SA Health’s COVID-19 management plan meant WOMADelaide had to reduce the seven-stage festival to one stage with a maximum capacity of 6,000 audience members — all of which have to be seated in numbered, socially distanced seats.
“We quickly worked out that we couldn’t get that number of seats in that configuration in Botanic Park (where it has been located since 1992), because there would be too many trees in the way,” Mr Scobie said.
“We thought of Elder Park, but again, there was too many broken up sight lines with the rotunda and Torrens Lake.”
The team even considered Adelaide Oval.
“Adelaide Oval is a beautiful oval, but it is a completely enclosed sports arena and we really wanted something that has that heritage of WOMADelaide, and the sense of being in a parkland setting,” Mr Scobie said.
The team settled on King Rodney Park in Adelaide’s eastern parklands, where the festival would take place as a series of sunset concerts over four nights, or what Mr Scobie described as “25 per cent” of its usual size.
“It’s a new version of the festival, so that in itself is quite exciting,” he said.
He added that dancing would be allowed at the festival, but people could only do it directly in front of their numbered seats.
Archie Roach’s farewell
The festival still managed to attract some big names, starting with Archie Roach and Sarah Blasko on Friday night and finishing with Midnight Oil and the First Nations collaborators from its mini album, The Makarrata Project, on Monday.
“Starting with Archie Roach, and then having the Makarrata, is a really important spiritual bookend of what this festival has stood for, both culturally and also in terms of its politics, and how the arts can make a significant statement about where we are as a people and a nation,” Mr Scobie said.

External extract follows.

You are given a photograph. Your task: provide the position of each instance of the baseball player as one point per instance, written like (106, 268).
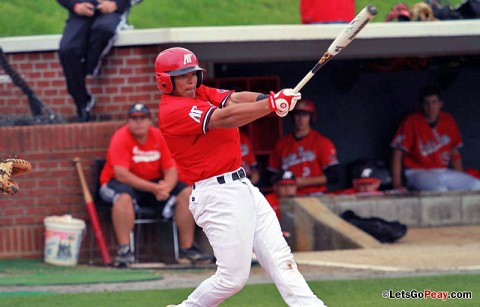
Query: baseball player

“It’s also really poignant to have Archie Roach giving his farewell performance, as he performed at the first festival in 1992.”
Other artists include Lior, Nigel Westlake and the Adelaide Symphony Orchestra, Tash Sultana, Kaiit Waup and Miiesha.

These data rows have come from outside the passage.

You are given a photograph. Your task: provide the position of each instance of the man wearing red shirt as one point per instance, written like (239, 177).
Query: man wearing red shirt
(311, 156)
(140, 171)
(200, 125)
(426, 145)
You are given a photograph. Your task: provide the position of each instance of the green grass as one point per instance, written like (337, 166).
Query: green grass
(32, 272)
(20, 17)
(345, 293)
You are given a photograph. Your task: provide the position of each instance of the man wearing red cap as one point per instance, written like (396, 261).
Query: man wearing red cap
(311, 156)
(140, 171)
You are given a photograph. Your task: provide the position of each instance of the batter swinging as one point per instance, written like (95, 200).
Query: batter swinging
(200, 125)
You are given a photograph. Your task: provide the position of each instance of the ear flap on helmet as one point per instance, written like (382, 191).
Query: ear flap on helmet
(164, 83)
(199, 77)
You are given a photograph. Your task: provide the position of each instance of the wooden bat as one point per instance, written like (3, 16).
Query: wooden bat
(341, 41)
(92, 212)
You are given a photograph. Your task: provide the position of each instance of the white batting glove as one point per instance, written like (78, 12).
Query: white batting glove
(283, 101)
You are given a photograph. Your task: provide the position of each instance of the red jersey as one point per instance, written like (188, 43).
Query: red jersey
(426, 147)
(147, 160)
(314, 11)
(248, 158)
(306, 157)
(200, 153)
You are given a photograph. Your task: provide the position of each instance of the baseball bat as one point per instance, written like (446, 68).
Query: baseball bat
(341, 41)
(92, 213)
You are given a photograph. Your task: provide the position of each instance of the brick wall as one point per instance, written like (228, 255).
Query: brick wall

The latter two were added to the bill to replace Sampa the Great, who in January cancelled shows in Adelaide, Melbourne and Sydney due to “changing border rules”.
It was symbolic of the issues facing the WOMADelaide team, who were faced with booking artists for a world music, dance and arts festival at a time when international travel was heavily restricted and state borders were closing at a moment’s notice.
Mr Scobie described the uncertainty as “terrifying”.
“Look at the Auckland Arts Festival — they were due to open on Thursday but Auckland’s gone into a seven-day lockdown,” he said.
New Zealand festival cancelled
New Zealand’s WOMAD festival, which typically takes place shortly after Australia’s, as it did in 2020, this year will not be held at all.
Other festivals in Chile and Spain are yet to be confirmed, although a WOMAD festival remains scheduled in the UK for July and in November on the Canary Islands.
Mr Scobie said Adelaide was “incredibly fortunate” to be able to proceed with the event, which is taking place in the middle of the Adelaide Festival and Adelaide Fringe — which itself last finished in 2020 on the eve of Australian pandemic restrictions.
“It’s really terrific and a great tribute to everyone involved, from all the health professionals, to the government listening to health advice and acting on it,” Mr Scobie said.